Telemetry for Open Source

Thu, Sep 3, 2015

What’s the biggest difference between offering some functionality as an open source library, and in offering it as an HTTP API? To me the single biggest difference is that running a web service lets you instrument whats users are using, and collect telemetry, while shipping an open source library doesn’t.

For a combination of social and technical reasons, the open source community has basically never added instrumentation to libraries which reports back to its authors on how it’s being used. The result is that open source maintainers have considerably less information about what their users do with their product than their peers writing web services.

I want to highlight just a few places where having the ability to collect usage metrics would go a long way to improving the quality of open source:

Deprecations

For a variety of reasons, from time to time, libraries deprecate functionality. Unfortunately, right now open source maintainers have no data to inform how disruptive a deprecation cycle is. Maintainers have only their own instinct, or extreme non-representative surveys, to inform how many users are affected by a deprecation.

In a world where open source libraries were highly instrumented, maintainers could start by adding metrics on how often a feature they wanted to deprecate was used. This would give a baseline on current usage. Maintainers could then introduce deprecation warnings in the program and try to publicize the deprecation. Finally, only when usage dropped below a threshold would the deprecated functionality be removed.

This would provide a considerably better experience both for maintainers, who could use actual data to make decisions, as well as for users who would be less likely to inadvertently find themselves in the middle of a highly disruptive breakage.

Other library version

An extremely common question that faces open source maintainers is “What versions of other software are my users using?” This is everything from what version of Python, what version of another Python library, or what version of a system library? For pyca/cryptography we are constantly faced with the issue of supporting a wide variety of OpenSSL versions.

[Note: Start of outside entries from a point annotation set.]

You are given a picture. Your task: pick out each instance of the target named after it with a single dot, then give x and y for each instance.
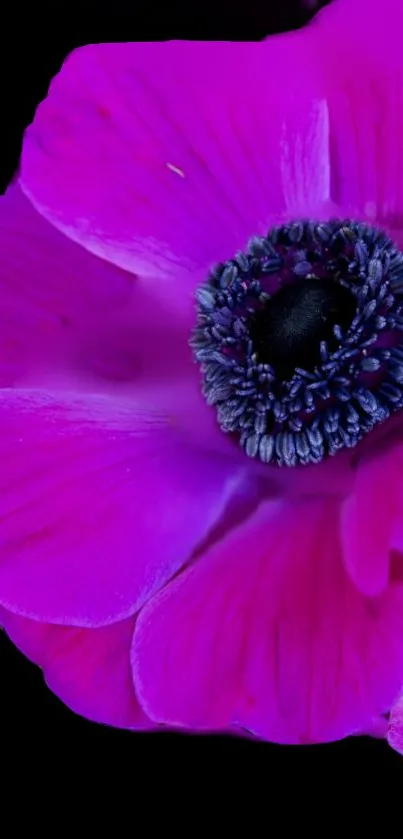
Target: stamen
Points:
(300, 339)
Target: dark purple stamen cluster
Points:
(300, 339)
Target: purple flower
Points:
(156, 561)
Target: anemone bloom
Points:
(201, 439)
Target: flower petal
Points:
(371, 520)
(101, 502)
(88, 669)
(68, 316)
(395, 733)
(267, 632)
(167, 157)
(359, 45)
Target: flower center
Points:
(300, 340)
(296, 319)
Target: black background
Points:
(34, 725)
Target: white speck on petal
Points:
(176, 170)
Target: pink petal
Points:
(395, 733)
(101, 502)
(66, 315)
(88, 669)
(371, 518)
(166, 157)
(266, 631)
(359, 46)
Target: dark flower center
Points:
(299, 339)
(289, 331)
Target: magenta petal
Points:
(67, 316)
(101, 502)
(395, 733)
(359, 46)
(88, 669)
(267, 632)
(371, 518)
(166, 157)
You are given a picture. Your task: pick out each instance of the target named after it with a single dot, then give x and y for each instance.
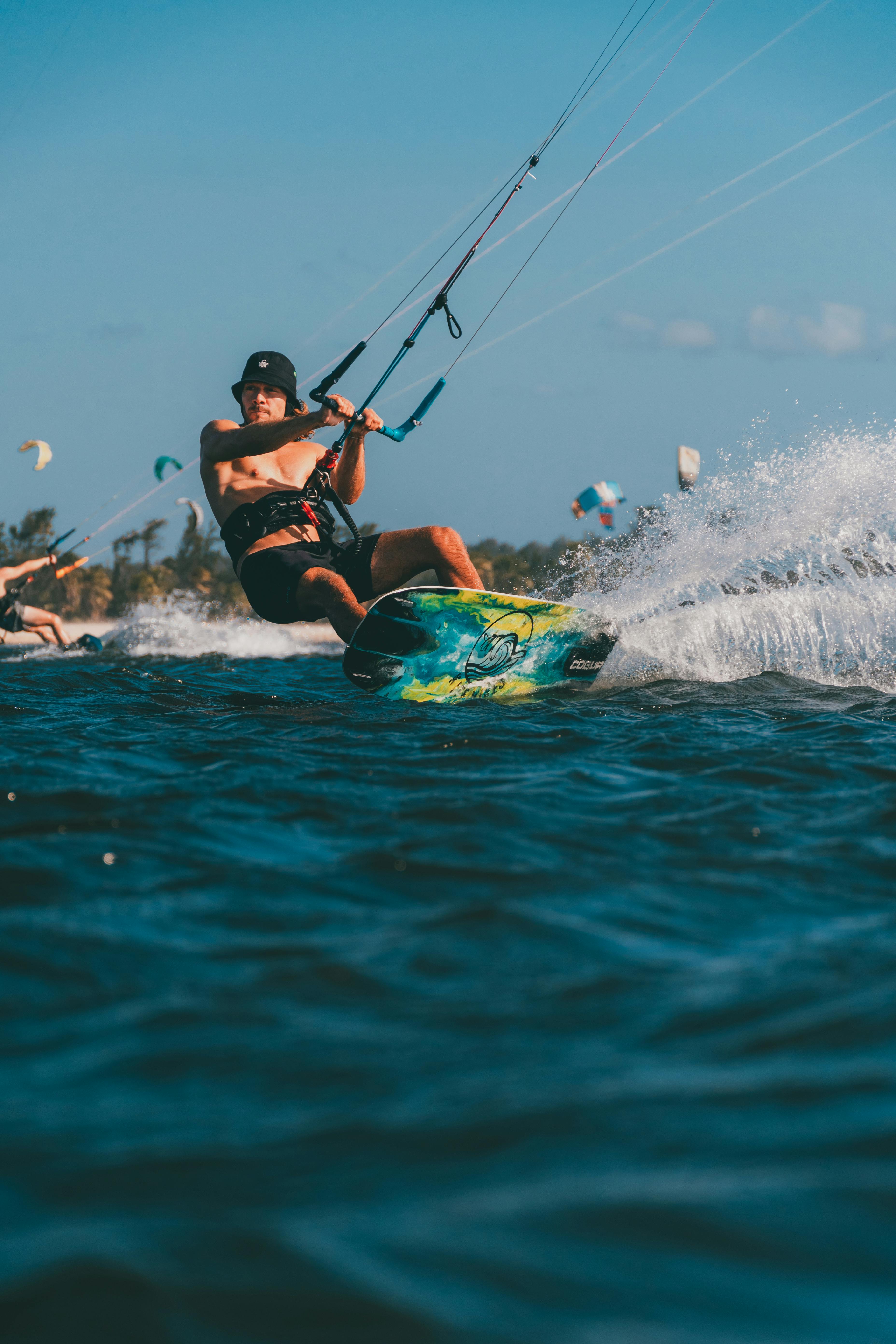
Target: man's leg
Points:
(331, 592)
(401, 556)
(35, 619)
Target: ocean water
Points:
(567, 1021)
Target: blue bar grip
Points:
(413, 421)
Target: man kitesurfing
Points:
(268, 492)
(15, 616)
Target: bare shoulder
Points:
(217, 428)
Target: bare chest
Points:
(252, 478)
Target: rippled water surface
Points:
(565, 1021)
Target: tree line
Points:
(201, 568)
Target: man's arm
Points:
(14, 572)
(222, 441)
(350, 474)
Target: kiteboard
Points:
(463, 644)
(86, 644)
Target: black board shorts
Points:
(11, 616)
(271, 577)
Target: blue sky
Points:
(187, 183)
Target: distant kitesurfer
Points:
(264, 488)
(15, 616)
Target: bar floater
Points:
(413, 421)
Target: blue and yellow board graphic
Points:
(461, 644)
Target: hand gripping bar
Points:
(319, 394)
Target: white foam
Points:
(792, 517)
(186, 628)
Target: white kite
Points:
(43, 452)
(688, 467)
(197, 510)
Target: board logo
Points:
(500, 648)
(586, 662)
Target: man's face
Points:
(263, 402)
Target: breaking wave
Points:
(186, 628)
(785, 566)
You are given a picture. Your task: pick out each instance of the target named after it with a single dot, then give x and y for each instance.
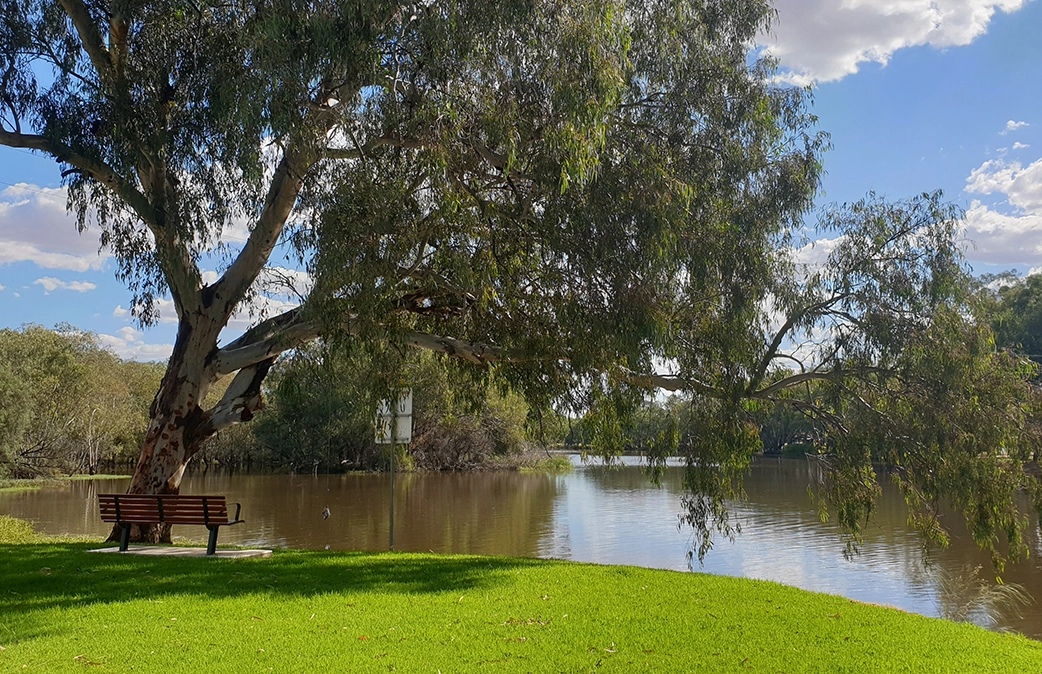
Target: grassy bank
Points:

Unfortunately we have no data on what versions most of our users are on. As a result we hear exclusively from users who experience compatibility problems, most of whom are using outrageously out of date versions of OpenSSL.

If we had actual data on what real users used, we could craft a much better compatibility policy that ensured large swaths of our users were supported, without burdening the project by supporting tiny minorities.

Feature usage

Lots of open source projects claim to be targeting “80/20” use cases. Write 20% of the code, serve 80% of the users. However, once again, there’s basically never any data to support their ideas about which features users actually need.

Armed with better data about which features are used, and which features aren’t, projects would have the opportunity to craft better APIs, which address the actual problems users have.

How we got here

I mentioned that there are technical and social reasons we got here.

The social reasons are complex. While some open source projects do report telemetry, they are universally end-user facing and supported by large companies (e.g. Firefox). Community developed open source projects come out of an ethos that, by and large, does not approve of software phoning home for any reason.

The technical reasons are simplistic. There’s a lack of tooling, meaning that for any one project to instrument itself, they need to invest considerable up front effort. Further, a lot of the value that could be derived here would be in dynamic languages. They do not have a compile time phase where many of these statistics could be reported. Instead, statistics need to be collected and reported at runtime which increases the chances that the metrics collection would disrupt normal functionality.

Both of these can be addressed largely by building common tooling that is used by many projects. This would give many advantages such as being able to aggregate reporting across many libraries to minimize network traffic, and sufficient scale that would justify investment in privacy preserving algorithms.

Conclusion

Right now, open source maintainers have almost no data about how their libraries are used with which to make decisions. The result is a lot of guess-work, and deferring to a loud minority at the expense of the overwhelming majority.

If a culture emerged of users being okay with open source projects phoning home with using statistics, and with open source projects using these to inform decisions projects would be able to deliver better results.